Савченко подробно рассказал о проекте Соколовского.
— Обидно, что вас не было, когда обсуждали. Голованов долго колебался. Я не понимаю, как он может брать всерьез рассуждения Сафонова? Вы ведь сами знаете, что это за человек…
— Но Брайнин согласен с Сафоновым.
— Говорят, что за битого двух небитых дают. По-моему, наоборот. Брайнин битый, он на все идет с оглядкой. В конечном счете, обучить некоторое количество рабочих в так уж сложно…
Коротеев подумал: два года назад я учил Савченко. Теперь мы, кажется, поменялись ролями. Конечно, вопрос не так прост, как он его изображает, но Брайнин преувеличивает трудности. Жаров мне говорил, что на их заводе эрозионная обработка вполне оправдала себя.
— Я согласен с вами, — сказал Коротеев, — проект интересный. С возражениями технологов все же приходится считаться — завод не лаборатория, у нас серийное производство. Да и напрасно вы отводите Сафонова. К нему я отношусь как вы, но нелепо отрицать, что у него большой опыт.
Савченко чуть заметно пожал плечами: неужели и Коротеев струсил?
Внешне Савченко стал куда сдержаннее, не вскакивал, как прежде, не перебивал собеседника, но в душе он сохранил то внутреннее горение, за которое Дмитрий Сергеевич почти при первом их знакомстве окрестил его «романтиком». Теперь он был одержим проектом Соколовского, и слова Коротеева показались ему настолько беспомощными, что он с сожалением посмотрел на Дмитрия Сергеевича: как может умный и честный человек повторять доводы Сафонова?
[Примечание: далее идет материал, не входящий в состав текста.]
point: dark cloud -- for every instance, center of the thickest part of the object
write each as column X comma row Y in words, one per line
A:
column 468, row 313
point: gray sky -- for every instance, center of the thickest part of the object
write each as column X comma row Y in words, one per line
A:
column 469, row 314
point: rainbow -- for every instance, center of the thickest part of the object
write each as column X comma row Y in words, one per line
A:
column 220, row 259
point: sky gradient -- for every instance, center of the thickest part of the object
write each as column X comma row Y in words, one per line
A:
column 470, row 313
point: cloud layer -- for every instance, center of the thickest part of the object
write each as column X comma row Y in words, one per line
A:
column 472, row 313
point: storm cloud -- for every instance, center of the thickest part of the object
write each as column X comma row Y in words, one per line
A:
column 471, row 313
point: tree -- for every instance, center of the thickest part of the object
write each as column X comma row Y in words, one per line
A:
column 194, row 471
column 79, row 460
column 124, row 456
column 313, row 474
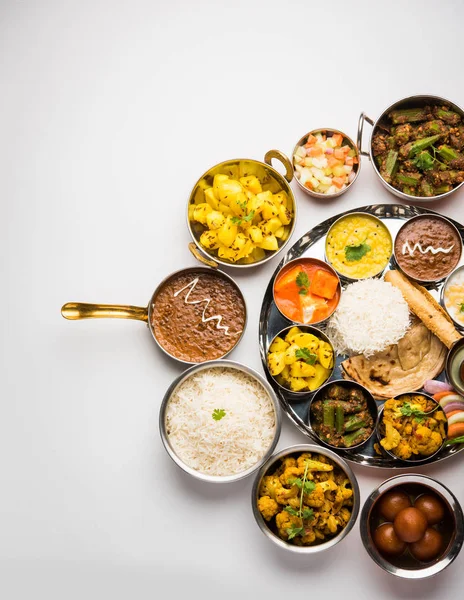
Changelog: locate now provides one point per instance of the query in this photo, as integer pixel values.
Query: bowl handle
(270, 154)
(80, 310)
(201, 257)
(363, 117)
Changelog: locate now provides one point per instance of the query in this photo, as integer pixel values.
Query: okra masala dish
(420, 150)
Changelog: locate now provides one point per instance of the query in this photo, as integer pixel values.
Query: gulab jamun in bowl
(412, 526)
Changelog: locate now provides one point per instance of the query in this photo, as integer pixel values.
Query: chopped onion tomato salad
(325, 164)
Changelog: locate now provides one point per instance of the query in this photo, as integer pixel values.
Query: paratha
(401, 367)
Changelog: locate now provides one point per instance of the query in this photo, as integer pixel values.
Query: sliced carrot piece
(316, 151)
(440, 395)
(333, 162)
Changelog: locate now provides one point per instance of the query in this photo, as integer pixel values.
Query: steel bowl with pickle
(343, 414)
(242, 212)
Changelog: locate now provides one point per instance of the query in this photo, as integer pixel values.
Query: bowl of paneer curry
(305, 498)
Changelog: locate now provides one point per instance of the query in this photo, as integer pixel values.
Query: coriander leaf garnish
(308, 487)
(308, 513)
(302, 279)
(309, 357)
(411, 411)
(293, 531)
(218, 414)
(354, 253)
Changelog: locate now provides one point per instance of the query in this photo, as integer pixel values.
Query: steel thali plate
(312, 244)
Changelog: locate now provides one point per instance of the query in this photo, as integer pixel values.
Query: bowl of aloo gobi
(305, 498)
(242, 212)
(300, 359)
(412, 427)
(417, 147)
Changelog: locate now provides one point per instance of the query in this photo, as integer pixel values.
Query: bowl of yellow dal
(358, 245)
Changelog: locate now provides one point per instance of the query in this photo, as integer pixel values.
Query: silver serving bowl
(405, 568)
(356, 168)
(267, 466)
(419, 101)
(415, 459)
(181, 379)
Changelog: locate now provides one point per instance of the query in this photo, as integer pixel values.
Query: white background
(109, 113)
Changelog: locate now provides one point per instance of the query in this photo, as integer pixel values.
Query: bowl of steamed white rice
(220, 421)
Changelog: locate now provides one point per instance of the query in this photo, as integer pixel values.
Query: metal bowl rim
(443, 290)
(287, 189)
(342, 464)
(219, 363)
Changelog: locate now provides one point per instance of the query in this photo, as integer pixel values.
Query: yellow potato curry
(307, 500)
(413, 426)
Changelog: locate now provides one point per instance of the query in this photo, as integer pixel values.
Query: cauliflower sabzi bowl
(412, 427)
(305, 498)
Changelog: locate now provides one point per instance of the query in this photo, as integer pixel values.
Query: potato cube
(297, 384)
(209, 240)
(269, 243)
(290, 354)
(301, 369)
(201, 211)
(278, 345)
(227, 233)
(256, 234)
(276, 363)
(251, 183)
(270, 226)
(215, 219)
(211, 198)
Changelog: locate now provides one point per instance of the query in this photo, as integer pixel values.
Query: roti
(401, 367)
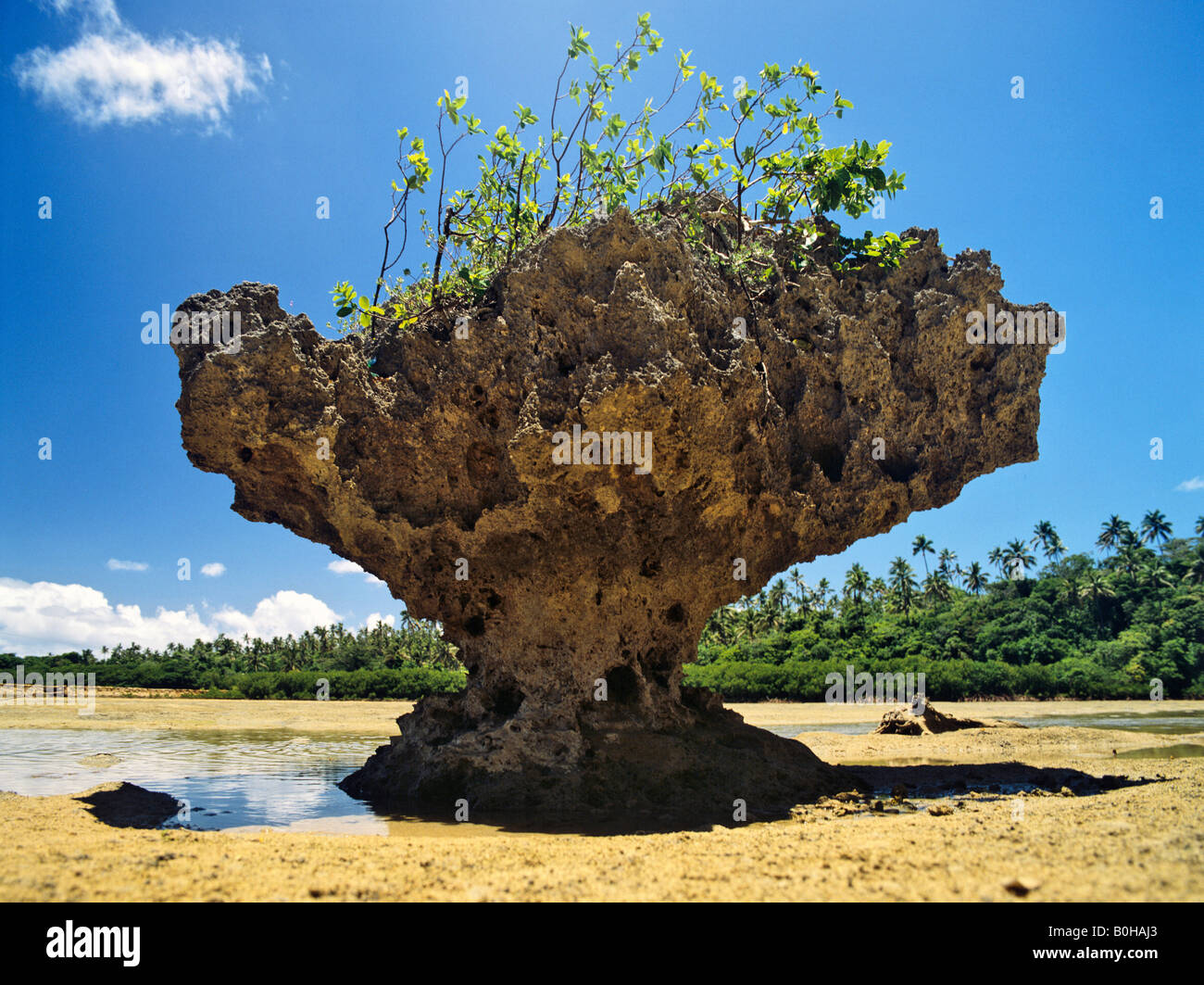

— Шапошников вам расскажет о перспективах освоения. А рассуждения Сафонова насчет низкой производительности попросту недобросовестны — он не говорит, что отпадает брак и что точность предельная… Дмитрий Сергеевич, против самого принципа и Егоров не возражает. Спор идет о другом, должны ли мы думать об интересах заказчика. Пионер и тот знает, что есть общегосударственный подход…
Савченко с увлечением стал защищать проект. В итоге Коротеев сказал:
— Я поговорю с Николаем Христофоровичем. Нужно узнать его соображения. Наверно, к этому вопросу еще вернутся. Савченко собрался было уходить, когда вдруг сказал:
— Дмитрий Сергеевич, я хочу с вами поговорить о Соколовском. Конечно, формально он поступил неправильно. Но ведь все его знают… Я убежден, что выговор на него страшно подействовал. Он плохо выглядит, может выйти из строя. Сафонов перешел все границы. А что, если Соколовский рассердится? Такого конструктора всюду возьмут… Я вам скажу откровенно: я не понимаю, почему вы голосовали за выговор?
Дмитрий Сергеевич на минуту растерялся, как вчера с Леной, но быстро овладел собой и спокойно сказал:
— Соколовского все ценят, никто его не собирается отпускать.
Он крикнул:
— Лена, ты нас чаем не напоишь? А то поздно, мы с Григорием Евдокимовичем заработались…
Савченко подумал: увиливает, наверно, струсил, побоялся оказаться в меньшинстве. Прежде я считал, что он человек прямой. Может быть, я ошибался?..
Он сказал, что не может остаться, торопится, ему нужно еще поработать, но Лена его не отпустила.